Title: Fast Iterated Filtering
Advisor: Associate Professor Edward Ionides
Committee Members: Associate Professor Yves Atchade, Assistant Professor Long Nguyen, Professor Mercedes Pascual, Professor Susan Murphy
Abstract: Partially observed Markov process (POMP) models are ubiquitous tools for modeling time series data in many sciences including statistics, econometrics, ecology and engineering. It can be difficult to make inference on these models due to the fact that measurements are incomplete, increasing the possibility of a weakly identifiable model. Standard methods for inference (e.g., maximum likelihood) with restrictive assumption of linear Gaussian model can lead to unsatisfactory results when the assumptions are violated. Fast iterated filtering methods, introduced in this proposal, can provide an asymptotically accurate and computationally efficient alternative.
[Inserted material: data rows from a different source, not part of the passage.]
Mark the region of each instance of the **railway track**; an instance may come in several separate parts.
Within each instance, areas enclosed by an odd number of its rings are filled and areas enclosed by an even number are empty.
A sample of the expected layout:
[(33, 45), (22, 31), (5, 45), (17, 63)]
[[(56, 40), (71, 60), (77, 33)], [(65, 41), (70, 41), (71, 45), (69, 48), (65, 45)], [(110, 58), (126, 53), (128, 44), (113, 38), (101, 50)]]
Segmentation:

The key contribution is to demonstrate theoretically that by showing how the Fisher information can be approximated as a by-product of the inference methodology one can simultaneously achieve statistical consistency and computational efficiency without sacrificing the generalities of model assumptions. Another contribution is the extension of the methodology to be able to handle alternative data structures (e.g. panel data), flexible initial value parameter (IVP) set-tings (e.g. IVPs vector) and computational-efficient objective functions (e.g. pseudo-likelihood) in a feasible computing infrastructure (e.g. parallel computing). On validating the properties of the proposed methodology on a challenging inference problem of fitting a malaria transmission model with control to time series data, we find substantial gains for our methods over current alternatives.